He did not want to learn about medieval history.
So I did what any good parent does and tricked him into it.
(Available at the T of L gift shop. Or HERE.)
Two years ago, I bought a slightly gory moving model at the Tower of London and I've been waiting for the right moment to build it ever since.
Summer camp is over. He's all mine until fifth grade starts next week. It's now or never.
So I took out the kit and opened it up and started slicing out figures with an Exacto knife and eventually he wandered back into the kitchen.
Luca: What are you doing?
Me: I'm going to chop someone's head off.
Luca: Can I help?
For almost two hours, we cut and folded and glued the pieces together. And I told him about castles and dungeons and chamber pots and rats and every other grisly detail I remember being fascinated by at his age.
I told him about King Henry VIII and all of his six wives (in order) -- Catherine of Aragon, Anne Boleyn, Jane Seymour, Anne of Cleves, Catherine Howard and Catherine Parr.
Me: You know an easy way of remembering what happened to each of them?
Me: Divorced, beheaded, died. Divorced, beheaded, survived. It rhymes.
When the time came, I accorded him the responsibility of letting the axe fall.
And then came the sentence it would have been impossible to imagine him uttering a few short hours before:
Luca: Where's that book you were talking about earlier?
Moral of the story:
1. Don't whisper if you can shout.
An opening hook can be a huge draw. What can you do to immediately grab someone's attention?

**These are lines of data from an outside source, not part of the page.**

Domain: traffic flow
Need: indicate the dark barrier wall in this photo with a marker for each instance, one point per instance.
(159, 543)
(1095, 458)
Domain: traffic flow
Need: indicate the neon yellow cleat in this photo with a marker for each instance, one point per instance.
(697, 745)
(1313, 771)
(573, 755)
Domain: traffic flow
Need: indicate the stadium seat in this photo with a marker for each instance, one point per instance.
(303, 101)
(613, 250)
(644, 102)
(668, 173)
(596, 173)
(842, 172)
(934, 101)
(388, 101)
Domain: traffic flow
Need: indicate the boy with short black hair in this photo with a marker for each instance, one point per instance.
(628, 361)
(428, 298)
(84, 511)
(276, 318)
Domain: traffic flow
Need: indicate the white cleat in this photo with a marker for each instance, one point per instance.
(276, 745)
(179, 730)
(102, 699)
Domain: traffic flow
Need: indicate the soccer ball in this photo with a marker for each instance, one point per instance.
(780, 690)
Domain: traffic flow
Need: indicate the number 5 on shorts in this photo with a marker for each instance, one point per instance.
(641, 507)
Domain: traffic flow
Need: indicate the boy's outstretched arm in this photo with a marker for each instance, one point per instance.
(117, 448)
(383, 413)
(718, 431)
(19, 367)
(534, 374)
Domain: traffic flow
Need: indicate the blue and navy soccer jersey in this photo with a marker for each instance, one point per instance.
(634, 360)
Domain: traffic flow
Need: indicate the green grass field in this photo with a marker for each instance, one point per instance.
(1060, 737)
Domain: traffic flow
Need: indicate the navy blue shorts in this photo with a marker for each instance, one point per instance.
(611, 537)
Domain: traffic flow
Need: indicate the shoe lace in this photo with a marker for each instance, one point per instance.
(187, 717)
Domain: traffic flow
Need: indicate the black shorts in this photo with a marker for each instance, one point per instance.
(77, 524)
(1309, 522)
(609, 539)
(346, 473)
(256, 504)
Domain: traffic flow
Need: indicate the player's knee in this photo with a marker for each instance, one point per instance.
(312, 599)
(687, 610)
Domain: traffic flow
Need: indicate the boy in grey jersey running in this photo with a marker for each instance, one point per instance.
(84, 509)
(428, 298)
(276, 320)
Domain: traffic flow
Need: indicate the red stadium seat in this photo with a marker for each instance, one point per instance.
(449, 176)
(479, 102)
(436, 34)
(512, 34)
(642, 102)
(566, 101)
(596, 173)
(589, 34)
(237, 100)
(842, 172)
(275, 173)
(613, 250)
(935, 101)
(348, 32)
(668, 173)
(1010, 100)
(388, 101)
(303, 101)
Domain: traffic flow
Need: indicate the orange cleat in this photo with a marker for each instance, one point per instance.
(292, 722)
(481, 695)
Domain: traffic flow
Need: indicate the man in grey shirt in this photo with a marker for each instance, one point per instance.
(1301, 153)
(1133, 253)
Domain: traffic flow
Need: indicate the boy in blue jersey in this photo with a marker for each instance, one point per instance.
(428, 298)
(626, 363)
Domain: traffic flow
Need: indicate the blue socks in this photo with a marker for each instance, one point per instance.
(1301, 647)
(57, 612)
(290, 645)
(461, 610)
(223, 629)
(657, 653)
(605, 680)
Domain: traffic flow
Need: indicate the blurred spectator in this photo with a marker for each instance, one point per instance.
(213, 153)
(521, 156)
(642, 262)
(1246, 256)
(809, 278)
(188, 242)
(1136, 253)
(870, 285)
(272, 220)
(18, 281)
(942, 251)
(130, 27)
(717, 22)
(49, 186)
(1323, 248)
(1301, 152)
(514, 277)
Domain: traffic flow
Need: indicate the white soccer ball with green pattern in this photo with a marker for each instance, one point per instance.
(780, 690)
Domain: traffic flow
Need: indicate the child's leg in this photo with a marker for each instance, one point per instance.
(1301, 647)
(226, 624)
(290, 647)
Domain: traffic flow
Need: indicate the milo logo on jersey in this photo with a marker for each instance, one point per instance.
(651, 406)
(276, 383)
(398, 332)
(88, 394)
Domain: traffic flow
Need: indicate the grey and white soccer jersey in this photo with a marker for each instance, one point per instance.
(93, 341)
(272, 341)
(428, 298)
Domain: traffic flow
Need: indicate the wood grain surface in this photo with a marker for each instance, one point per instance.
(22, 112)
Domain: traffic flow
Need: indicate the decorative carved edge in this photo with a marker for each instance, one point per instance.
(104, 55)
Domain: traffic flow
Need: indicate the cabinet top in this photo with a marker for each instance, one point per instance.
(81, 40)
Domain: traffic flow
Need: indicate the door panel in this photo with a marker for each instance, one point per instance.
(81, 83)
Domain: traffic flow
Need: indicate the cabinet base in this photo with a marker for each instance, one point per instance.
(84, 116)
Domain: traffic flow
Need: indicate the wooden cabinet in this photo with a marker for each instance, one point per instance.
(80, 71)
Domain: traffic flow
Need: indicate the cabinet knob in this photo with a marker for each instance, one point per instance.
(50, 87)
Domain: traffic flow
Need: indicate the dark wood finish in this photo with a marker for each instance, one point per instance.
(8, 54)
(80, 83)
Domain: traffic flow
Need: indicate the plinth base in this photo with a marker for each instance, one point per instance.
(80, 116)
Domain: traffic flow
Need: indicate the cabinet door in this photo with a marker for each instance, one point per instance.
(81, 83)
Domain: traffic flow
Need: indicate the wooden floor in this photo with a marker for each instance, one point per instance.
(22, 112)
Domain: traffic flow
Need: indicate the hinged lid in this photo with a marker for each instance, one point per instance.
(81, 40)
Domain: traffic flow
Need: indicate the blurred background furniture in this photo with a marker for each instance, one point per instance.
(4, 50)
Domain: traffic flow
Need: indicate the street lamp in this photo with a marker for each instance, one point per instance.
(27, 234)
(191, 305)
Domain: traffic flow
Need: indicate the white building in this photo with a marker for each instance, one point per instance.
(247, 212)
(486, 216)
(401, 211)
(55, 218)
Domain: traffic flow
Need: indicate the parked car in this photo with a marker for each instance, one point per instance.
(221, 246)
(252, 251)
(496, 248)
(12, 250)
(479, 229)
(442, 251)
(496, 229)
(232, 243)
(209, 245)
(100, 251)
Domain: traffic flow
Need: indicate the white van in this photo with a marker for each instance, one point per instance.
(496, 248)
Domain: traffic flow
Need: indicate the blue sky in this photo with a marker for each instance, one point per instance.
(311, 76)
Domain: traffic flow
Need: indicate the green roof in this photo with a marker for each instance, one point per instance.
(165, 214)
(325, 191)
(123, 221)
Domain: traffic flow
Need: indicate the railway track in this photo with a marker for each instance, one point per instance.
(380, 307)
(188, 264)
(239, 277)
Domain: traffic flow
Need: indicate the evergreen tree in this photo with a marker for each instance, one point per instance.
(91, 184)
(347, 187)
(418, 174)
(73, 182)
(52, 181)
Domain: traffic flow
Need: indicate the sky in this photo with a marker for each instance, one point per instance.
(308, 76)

2. Don't be general if you can be specific.
Know your audience. (A ten-year-old boy is a very particular animal.) Make your story relevant to their world view (i.e. dungeons and rats and chamber pots).
3. Don't recite a list of facts if you can spin a tale instead.
Make it real. Make it relevant. Make it riveting.
4. Don't talk if you can listen.
Leave lots of space for questions. The more they ask, the more interested you know they are.